On top of that, there’s Nexon’s cautious acquisition strategy. It places small bets in game developers and studios around the world, a strategic investment for 10 percent of the company here, rights to market the game in China there. It monitors them and as they grow, they deepen the relationship. If the games take off, they frequently buy the titles, teams, or companies outright. It monitors hundreds and hundreds of these developing titles at any given time.
Then there’s its international footprint. A game may not do well in Korea, but it may go gangbusters in Japan. Nexon will methodically experiment with titles in different markets, tweaking colors, settings, themes to local tastes as it goes. MapleStory is in more than 70 countries, with more than a dozen different versions, including one that launched last year on Facebook.
“Each of these can grow 7 percent a year, and that’s without a big title,” he says of the internal games, small deals, and international expansion. “We don’t just have one chance to grow. If a game doesn’t do well, we can expand into another country and make up for it. We don’t have to go buy revenue.”
Nexon already has one of the most globally diversified businesses with 15 percent of its business in Japan, 37 percent in China and 33 percent in Korea with the rest spread around the world. It hasn’t had much success in the Western World yet, and wants to expand more into India, Africa, and the Middle East. When I asked how much more he could grow with 1.2 billion accounts, he said it was “only the beginning.”
“It’s only 1 billion accounts, and we have six billion people in the world and all these different games,” he says.
In fact, the only thing that freaks Kim out is when something actually works quickly. “If it grows fast, it will collapse in a day,” he says. His is a company that likes going through pain. Pain means that it is pulling off something difficult. Pain means a competitor can’t just swoop in and steal its market position.

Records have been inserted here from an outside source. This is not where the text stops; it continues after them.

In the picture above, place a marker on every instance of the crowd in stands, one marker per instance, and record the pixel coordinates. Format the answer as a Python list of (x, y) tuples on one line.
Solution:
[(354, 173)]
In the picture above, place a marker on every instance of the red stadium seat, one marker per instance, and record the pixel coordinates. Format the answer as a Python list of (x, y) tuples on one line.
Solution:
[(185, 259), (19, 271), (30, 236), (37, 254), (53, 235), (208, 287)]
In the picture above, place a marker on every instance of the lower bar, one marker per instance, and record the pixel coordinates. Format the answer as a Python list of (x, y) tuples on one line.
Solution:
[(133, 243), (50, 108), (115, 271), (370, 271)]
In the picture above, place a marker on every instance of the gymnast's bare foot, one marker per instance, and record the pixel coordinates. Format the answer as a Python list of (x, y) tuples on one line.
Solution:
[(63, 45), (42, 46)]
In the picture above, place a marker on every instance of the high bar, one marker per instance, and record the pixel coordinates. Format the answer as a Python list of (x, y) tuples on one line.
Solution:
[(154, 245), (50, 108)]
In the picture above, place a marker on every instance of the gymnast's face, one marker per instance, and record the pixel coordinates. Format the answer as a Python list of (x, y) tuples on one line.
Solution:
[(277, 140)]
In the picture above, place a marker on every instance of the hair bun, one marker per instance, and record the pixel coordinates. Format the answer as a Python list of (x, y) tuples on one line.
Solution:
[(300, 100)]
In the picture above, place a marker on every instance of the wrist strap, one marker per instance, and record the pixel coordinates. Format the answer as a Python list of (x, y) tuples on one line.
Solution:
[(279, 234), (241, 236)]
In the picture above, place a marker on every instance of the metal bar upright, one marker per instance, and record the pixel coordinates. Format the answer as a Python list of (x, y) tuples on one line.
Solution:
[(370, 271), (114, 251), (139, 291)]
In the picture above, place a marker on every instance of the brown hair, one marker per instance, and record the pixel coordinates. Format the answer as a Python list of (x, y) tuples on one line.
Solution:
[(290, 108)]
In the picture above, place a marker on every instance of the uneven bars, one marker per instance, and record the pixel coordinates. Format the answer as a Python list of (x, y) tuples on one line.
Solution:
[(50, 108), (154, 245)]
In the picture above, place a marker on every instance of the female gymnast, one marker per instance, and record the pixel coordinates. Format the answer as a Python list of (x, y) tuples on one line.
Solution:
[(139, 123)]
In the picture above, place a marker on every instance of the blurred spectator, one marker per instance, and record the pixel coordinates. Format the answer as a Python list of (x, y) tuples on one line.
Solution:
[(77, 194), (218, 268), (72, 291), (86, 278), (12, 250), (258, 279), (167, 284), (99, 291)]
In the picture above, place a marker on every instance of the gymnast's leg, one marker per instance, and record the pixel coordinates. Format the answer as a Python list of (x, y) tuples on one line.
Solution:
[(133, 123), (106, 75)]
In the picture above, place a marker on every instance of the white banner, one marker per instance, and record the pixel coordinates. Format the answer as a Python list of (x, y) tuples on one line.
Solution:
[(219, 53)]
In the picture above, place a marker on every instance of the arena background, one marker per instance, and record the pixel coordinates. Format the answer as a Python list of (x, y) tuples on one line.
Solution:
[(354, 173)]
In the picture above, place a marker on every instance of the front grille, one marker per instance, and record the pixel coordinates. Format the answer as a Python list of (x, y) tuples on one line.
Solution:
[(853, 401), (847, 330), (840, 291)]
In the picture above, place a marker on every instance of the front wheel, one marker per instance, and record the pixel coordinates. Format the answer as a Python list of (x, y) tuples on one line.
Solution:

Nexon is not only distinct from other gaming companies. And in many ways, it’s the anti-Groupon as well. It didn’t raise any venture capital. It took a comparative eternity to go public — 16 years. Despite doing the second largest tech IPO last year, Kim and the rest of the executive team did not sell a share of stock. It has one of the best international footprints of any gaming company, but it was hard fought. No easy, Samwer Brothers-like shortcuts here.
The company failed for five years or more in both Japan and China before it started succeeding, and has only had moderate success penetrating the US to date. And because it only sells virtual goods, it has delicious pre-tax margins of greater than 40 percent. “The Groupon kind of guys all left,” Kim says laughing. “We stayed private for sixteen years. There was no fast money here.”
Still, Kim insists on calling Nexon a “small company” and calling growth of 20-30 percent a year “slow growth.”
“I don’t tend to think of an $8 billion company as small,” I said towards the end of the meeting, particularly one rumored to be buying one of the largest gaming companies in the world. He smiled and said, “It’s the only way I can keep working ten more years, to believe we are still small and struggling.”
If the company pays $5 billion-plus for EA, telling himself he founded a “small gaming company” is going to get a lot harder.